Non voleva entrare nella sua vita per così poco tempo. Non voleva essere la causa di altra sofferenza, permettendogli di affezionarsi a lui.
Eppure sentiva il bisogno di fare qualcosa. Come se quel ragazzo di cui non sapeva neanche il nome fosse parte di lui, in qualche modo.
Così, quella che secondo i medici era una delle ultime sere, si fece dare il permesso di uscire dall'ospedale.

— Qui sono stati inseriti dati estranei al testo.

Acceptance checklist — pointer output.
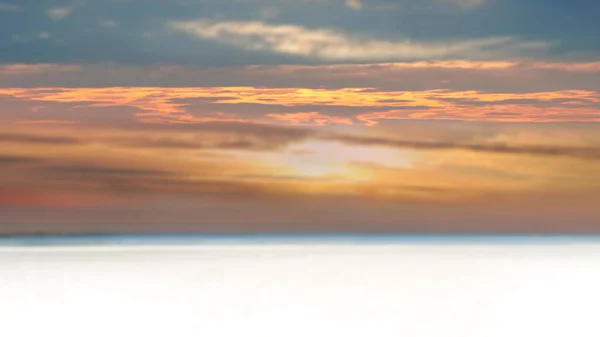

"Una notte sola", aveva detto. 
Non avevano saputo dirgli di no.
E quella notte era riuscito ad avvicinarlo. E probabilmente a salvarlo.
Naruto sorrise. Adesso, il ragazzo sconosciuto aveva un nome.
Sasuke.
Sarebbe stato nella sua mente fino all'ultimo respiro.
 
***
 
Per paura di incontrare quel ragazzo che in poche ore era stato capace di scombussolare il suo intero essere, Sasuke evitò di recarsi nel posto in cui era morto Itachi.
Non ci andò più, nemmeno una volta.
Smise di bere e di restare sotto la pioggia.
Iniziò a provare a vivere.
E piano piano, il passato tornò ad essere semplicemente.. passato. 
Il dolore per la morte di Itachi era sempre vivo, ma sopportabile. 
La vita non era facile, non era bella, ma valeva la pena provare a viverla.
Ripensò ogni giorno a quelle due pozze del colore del cielo.
Naruto morì due sere dopo, ma Sasuke non lo venne mai a sapere.